The smile that crept on her face as she said those words was almost as telling as the stone cold look on Michael Johnson's family, obviously disappointed in this morning's verdict and still believing in his innocence.
"It is what it is and we still feel in our hearts that Michael Johnson is not guilty," said father Glenton Johnson Sr.
Two families once so close to one another, connected by the decade long high school sweet heart relationship between Phylicia's older sister Deena Barnes and Michael Johnson, today on the same courthouse steps on the opposite ends of murder verdict.
After going into day three with deliberations, the jury convicted Michael Johnson for the second degree murder of Phylicia Barnes.
Outside the courthouse, a grateful father Russell Barnes thanked city state's attorney Gregg Bernstein.
"We really want to thank you, thank the state for their pressure and everything they've done," Barnes said.
Because as the Barnes' family sees it, the state just put away the man they truly believe killed Phylicia and dumped her body in the Susquehanna.
Johnson can get up to thirty years but was spared life.
The jury found him not guilty of the original charge of first degree murder.
To the state's own admission, it's the case against Johnson was largely circumstantial and felt toward the end, the jury may have needed the lesser charge of second degree murder to consider.
"We often bring cases in which we charge first and second degree murder and juries evaluate the evidence and make a determination as to what they think is the appropriate result.
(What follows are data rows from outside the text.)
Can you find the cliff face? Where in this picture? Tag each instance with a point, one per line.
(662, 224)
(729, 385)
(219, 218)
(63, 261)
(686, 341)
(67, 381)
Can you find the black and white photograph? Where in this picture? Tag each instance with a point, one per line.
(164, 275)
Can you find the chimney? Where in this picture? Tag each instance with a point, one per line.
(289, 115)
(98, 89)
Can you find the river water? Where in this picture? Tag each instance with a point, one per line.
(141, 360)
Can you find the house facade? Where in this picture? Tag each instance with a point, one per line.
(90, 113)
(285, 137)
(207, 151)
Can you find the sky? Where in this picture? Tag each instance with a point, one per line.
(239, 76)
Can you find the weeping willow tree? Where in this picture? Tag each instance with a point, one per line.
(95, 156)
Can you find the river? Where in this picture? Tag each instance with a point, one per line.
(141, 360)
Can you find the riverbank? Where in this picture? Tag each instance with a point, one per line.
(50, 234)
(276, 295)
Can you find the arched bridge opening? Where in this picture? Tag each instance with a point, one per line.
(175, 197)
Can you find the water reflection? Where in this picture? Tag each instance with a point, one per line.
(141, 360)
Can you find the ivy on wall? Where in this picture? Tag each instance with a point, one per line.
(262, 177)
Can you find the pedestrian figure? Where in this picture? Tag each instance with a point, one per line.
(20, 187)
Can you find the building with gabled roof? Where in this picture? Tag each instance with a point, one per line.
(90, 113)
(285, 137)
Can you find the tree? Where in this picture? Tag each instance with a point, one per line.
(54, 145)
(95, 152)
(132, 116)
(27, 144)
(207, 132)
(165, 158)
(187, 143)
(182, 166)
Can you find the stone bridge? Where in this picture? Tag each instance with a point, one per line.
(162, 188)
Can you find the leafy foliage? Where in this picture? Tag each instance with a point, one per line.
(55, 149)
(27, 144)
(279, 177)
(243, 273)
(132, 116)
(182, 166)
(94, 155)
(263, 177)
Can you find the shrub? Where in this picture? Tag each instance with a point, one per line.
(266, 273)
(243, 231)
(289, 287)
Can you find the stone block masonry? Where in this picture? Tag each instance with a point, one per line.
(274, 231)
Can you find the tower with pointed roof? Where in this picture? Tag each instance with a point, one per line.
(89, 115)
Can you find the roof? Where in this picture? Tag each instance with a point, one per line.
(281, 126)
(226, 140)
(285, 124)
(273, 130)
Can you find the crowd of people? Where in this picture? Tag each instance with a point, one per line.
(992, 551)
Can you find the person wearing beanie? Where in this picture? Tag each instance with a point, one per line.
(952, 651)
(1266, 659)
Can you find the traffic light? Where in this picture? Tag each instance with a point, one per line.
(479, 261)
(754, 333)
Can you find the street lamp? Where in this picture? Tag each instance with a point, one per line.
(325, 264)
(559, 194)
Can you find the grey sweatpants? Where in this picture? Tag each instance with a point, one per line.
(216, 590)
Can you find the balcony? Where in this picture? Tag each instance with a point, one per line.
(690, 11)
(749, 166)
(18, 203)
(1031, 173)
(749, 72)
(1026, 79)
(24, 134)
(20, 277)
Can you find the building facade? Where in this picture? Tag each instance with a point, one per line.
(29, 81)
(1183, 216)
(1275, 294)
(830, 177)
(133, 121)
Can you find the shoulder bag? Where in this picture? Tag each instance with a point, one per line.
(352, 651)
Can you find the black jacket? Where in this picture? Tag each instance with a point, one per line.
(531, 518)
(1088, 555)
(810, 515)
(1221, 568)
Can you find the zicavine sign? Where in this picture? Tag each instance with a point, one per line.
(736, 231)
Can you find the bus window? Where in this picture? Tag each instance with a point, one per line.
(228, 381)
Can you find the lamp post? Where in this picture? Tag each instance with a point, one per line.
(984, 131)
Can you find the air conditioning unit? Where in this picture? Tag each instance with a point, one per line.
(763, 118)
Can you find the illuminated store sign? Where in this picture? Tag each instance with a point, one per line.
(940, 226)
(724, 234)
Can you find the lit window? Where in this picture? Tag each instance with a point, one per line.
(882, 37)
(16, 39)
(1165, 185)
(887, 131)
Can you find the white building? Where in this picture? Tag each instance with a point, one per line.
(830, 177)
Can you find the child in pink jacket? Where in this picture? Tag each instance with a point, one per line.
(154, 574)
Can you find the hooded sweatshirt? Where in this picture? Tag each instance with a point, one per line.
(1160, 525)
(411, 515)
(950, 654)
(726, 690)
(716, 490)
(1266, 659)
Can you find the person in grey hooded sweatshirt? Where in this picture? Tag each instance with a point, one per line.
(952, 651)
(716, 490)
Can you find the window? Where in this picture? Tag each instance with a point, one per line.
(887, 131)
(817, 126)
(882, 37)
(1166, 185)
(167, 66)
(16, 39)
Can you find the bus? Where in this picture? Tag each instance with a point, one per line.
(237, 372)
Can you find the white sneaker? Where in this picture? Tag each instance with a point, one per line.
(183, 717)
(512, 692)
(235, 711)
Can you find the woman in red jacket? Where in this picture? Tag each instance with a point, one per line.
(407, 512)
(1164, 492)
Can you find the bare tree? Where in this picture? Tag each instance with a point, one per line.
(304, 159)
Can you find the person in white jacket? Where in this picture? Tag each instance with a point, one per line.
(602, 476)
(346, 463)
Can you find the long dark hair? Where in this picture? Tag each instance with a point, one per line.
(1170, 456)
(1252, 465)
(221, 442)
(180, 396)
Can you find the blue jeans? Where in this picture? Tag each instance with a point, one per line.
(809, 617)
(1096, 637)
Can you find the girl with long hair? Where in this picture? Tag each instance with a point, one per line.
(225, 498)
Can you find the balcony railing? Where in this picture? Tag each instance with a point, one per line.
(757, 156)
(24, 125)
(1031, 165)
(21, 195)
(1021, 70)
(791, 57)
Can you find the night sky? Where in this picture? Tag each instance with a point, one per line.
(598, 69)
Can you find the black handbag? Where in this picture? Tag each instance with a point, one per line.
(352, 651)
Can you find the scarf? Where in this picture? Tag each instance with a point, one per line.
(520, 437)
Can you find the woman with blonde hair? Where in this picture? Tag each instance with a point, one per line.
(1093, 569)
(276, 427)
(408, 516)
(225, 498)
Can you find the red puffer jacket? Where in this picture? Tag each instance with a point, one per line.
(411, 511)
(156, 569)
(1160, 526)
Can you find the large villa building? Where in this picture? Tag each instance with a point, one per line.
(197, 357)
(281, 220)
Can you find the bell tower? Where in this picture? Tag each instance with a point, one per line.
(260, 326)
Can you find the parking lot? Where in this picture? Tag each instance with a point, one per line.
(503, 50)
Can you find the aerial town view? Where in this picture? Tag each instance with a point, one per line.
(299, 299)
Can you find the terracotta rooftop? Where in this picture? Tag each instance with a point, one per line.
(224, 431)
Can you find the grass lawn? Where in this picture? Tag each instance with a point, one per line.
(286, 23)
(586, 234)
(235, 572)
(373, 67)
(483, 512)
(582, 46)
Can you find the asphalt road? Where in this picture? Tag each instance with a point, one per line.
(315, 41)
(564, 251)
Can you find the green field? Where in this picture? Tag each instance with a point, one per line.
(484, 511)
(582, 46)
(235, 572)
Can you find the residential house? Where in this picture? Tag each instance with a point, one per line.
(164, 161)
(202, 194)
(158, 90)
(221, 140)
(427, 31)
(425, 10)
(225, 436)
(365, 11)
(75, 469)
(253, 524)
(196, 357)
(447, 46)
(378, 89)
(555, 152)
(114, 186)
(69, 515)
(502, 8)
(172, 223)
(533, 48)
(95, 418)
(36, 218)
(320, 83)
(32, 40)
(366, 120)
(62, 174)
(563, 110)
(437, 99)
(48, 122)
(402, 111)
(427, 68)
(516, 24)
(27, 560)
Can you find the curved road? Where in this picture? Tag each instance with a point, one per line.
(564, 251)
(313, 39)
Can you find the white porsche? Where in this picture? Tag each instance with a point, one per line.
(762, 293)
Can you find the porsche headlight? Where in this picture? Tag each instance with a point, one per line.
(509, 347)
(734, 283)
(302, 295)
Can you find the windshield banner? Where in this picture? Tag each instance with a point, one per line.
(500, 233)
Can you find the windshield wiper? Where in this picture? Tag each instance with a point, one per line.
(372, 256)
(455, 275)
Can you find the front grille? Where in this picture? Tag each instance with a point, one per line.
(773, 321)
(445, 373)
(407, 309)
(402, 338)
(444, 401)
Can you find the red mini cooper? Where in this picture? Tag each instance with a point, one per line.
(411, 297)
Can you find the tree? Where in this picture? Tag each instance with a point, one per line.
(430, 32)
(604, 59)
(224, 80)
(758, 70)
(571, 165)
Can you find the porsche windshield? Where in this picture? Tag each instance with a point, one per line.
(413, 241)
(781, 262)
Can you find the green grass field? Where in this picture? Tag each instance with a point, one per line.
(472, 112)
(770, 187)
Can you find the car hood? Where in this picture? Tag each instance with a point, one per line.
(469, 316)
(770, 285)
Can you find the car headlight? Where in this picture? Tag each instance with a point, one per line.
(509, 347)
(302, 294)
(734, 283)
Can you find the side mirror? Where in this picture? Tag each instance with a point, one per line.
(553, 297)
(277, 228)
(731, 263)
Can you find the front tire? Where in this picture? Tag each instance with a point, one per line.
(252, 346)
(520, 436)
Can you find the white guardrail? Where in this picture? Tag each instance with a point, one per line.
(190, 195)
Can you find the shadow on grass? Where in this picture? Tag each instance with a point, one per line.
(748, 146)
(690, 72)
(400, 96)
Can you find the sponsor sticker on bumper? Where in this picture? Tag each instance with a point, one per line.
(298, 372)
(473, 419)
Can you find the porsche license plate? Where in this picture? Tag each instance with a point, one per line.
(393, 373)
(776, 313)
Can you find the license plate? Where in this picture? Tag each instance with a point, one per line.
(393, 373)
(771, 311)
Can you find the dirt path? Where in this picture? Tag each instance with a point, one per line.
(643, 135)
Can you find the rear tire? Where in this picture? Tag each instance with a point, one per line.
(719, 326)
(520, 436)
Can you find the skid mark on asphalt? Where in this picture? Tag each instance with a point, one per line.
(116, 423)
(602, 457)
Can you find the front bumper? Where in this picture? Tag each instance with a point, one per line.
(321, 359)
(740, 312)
We are very satisfied with the murder in this case," said Baltimore City State's Attorney Gregg Bernstein.
The defense understandably is not satisfied.
It believed all along the state never had the evidence linking Johnson to the murder or disposing of Phylicia's body.
All it had was a theory about blue totes and text messages; one the defense didn't think the jury would buy if not for the testimony of James McCray or Lee.
McCray is the convicted criminal the state called who testified he saw the body of Phylicia Barnes in Johnson's apartment, said Johnson admitted to raping the teen and then asked how to get rid of the body.
It was a story the defense still believes is too inconsistent to be believed and conveniently closed the gap on what was lacking in the state's theory.
McCray was a late addition in the state's case contacting police from jail four months after it had already indicted Johnson.
"August 2012," said Johnson's defense attorney Ivan Bates. [So if he doesn't do that and the state moves forward with the case without McCray, do we have a different outcome today?] Without a doubt. Without a doubt. Because if you look, the state had so many holes in the case. If you sat there they had so many problems. To this day the state can still not tell you how her body ever ended up in Harford County."
But the jury found the state's argument and perhaps McCray's testimony believable enough.
Michael Johnson is due to be sentenced on March 20th.
In the meantime, his defense team says to expect an appeal or a motion for a new trial.